These services may or may not be covered by your HealthPartners plan. Please see your plan documents for your specific coverage information. If there is a difference between this general information and your plan documents, your plan documents will be used to determine your coverage.
Soliris is generally covered when:
- Prescribed by a specialist; and,
- Prescribed for
- paroxysmal nocturnal hemoglobinuria (PNH) to reduce hemolysis and when used according to the FDA-approved regimen of 600 mg infused every 7 days for the first 4 weeks, followed by 900 mg for the fifth dose 7 days later, and then 900 mg every 14 days thereafter; and,
- Patients 18 years and older with atypical hemolytic uremic syndrome (aHUS) not caused by Shiga toxin E. coli when used to inhibit complement-mediated thrombotic microangiopathy when used according to the FDA-approved regimen of
- mg weekly for the first 4 weeks, followed by 1200 mg for the fifth dose 1 week later, then 1200 mg every 2 weeks thereafter.
- The patient and/or guardian has attested that they will adhere to the treatment plan; and,
Soliris is a complement inhibitor indicated for:
- The treatment of patients with paroxysmal nocturnal hemoglobinuria (PNH) to reduce hemolysis.
- The treatment of patients with atypical hemolytic uremic syndrome (aHUS) to inhibit complement-mediated thrombotic microangiopathy.
The effectiveness of Soliris in aHUS is based on the effects on thrombotic microangiopathy (TMA) and renal function.
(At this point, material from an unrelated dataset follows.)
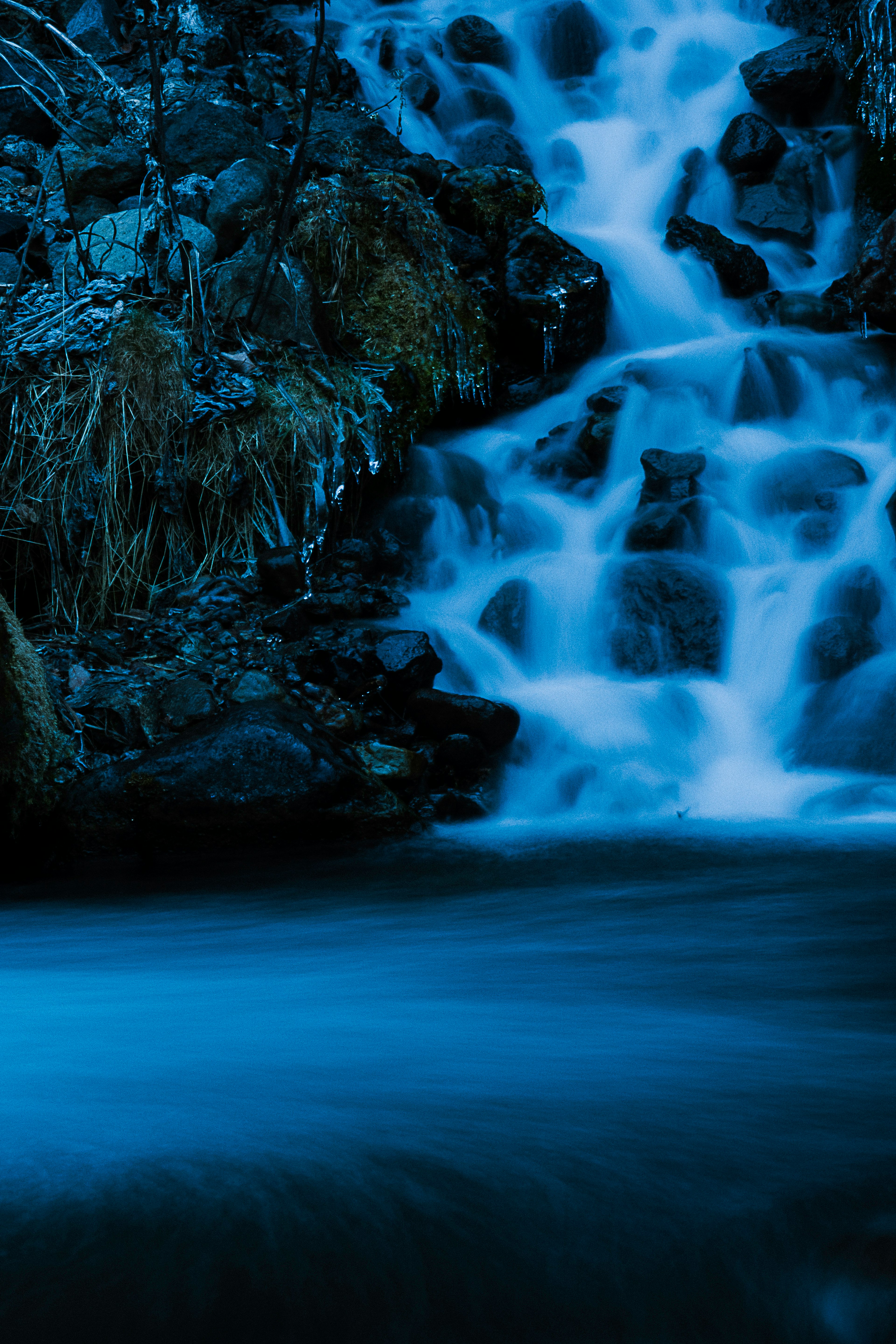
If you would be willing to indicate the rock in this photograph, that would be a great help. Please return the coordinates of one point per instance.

Paroxysmal nocturnal hemoglobinuria (PNH) is an acquired hematopoietic stem cell disorder where blood cells lack important complement inhibitors on the cell surface. This makes red blood cells susceptible to breakdown resulting in complications such as clot formation and deposition throughout the body.
Atypical hemolytic uremic syndrome (aHUS) is a genetic disease that results in uncontrolled activation of the complement system, resulting in the formation of blood clots in small blood vessels throughout the body.
If available, codes are listed below for informational purposes only, and do not guarantee member coverage or provider reimbursement. The list may not be all-inclusive.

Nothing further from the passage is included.